Outros sinais que podem levar à investigação incluem dificuldade para engravidar, perdas gestacionais recorrentes e complicações durante a gestação. Mesmo assim, ter útero didelfo não significa, necessariamente, infertilidade. “No geral, o principal impacto que as malformações causam na mulher é a dificuldade em manter uma gravidez. Ou seja, ela consegue engravidar, mas tem risco de parto prematuro”, afirmou Crispi. Dependendo das características do caso, também pode haver maior risco de aborto espontâneo.

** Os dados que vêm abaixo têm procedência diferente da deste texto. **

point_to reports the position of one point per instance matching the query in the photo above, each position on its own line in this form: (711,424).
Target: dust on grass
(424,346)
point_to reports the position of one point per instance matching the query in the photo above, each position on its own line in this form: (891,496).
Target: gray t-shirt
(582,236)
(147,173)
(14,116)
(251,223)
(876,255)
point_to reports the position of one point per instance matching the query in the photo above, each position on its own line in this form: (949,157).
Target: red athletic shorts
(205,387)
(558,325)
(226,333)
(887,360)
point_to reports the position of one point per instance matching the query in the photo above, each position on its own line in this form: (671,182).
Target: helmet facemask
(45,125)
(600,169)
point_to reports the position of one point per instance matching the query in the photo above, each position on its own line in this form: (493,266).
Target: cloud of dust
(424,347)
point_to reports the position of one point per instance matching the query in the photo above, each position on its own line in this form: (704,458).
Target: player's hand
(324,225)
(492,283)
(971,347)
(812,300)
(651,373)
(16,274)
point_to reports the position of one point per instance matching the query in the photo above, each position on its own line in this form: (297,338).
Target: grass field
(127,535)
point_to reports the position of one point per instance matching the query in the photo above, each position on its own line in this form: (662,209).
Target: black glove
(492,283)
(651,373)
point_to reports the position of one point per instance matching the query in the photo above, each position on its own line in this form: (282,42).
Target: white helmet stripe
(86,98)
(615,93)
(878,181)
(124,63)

Mulheres diagnosticadas com alguma malformação uterina podem manter o acompanhamento ginecológico de rotina. No entanto, consultas antes de tentar engravidar são especialmente importantes para avaliar a anatomia do útero e os possíveis riscos. O especialista ressalta ainda que exames complementares podem ser recomendados para entender melhor o grau da alteração e definir o acompanhamento obstétrico mais adequado. A necessidade de tratamento depende dos sintomas, do histórico reprodutivo e das características anatômicas de cada paciente.

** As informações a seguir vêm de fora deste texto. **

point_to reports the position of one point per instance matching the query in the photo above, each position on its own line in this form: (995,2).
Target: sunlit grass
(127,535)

Nem toda mulher com a condição precisa de cirurgia. No caso do útero didelfo, procedimentos para unir as duas cavidades são raros e altamente complexos. “Há pouquíssimos casos descritos na literatura médica, porque seria necessário fazer uma reconstrução completa do útero. Teria que unir os úteros que não se fundiram durante o desenvolvimento embrionário e transformar duas cavidades separadas em uma única cavidade. O resultado cirúrgico disso geralmente não é bom”, explicou. Por conta dos resultados insatisfatórios, esse tipo de cirurgia costuma ser reservado para situações muito específicas. Já em alterações mais simples, como o útero septado, algumas pacientes podem ser tratadas por histeroscopia, técnica minimamente invasiva realizada por dentro da cavidade uterina.

Mesmo diante dos riscos, mulheres com útero didelfo podem engravidar e levar a gestação até o fim. O mais importante é garantir um acompanhamento médico individualizado, especialmente antes de engravidar e durante toda a gestação.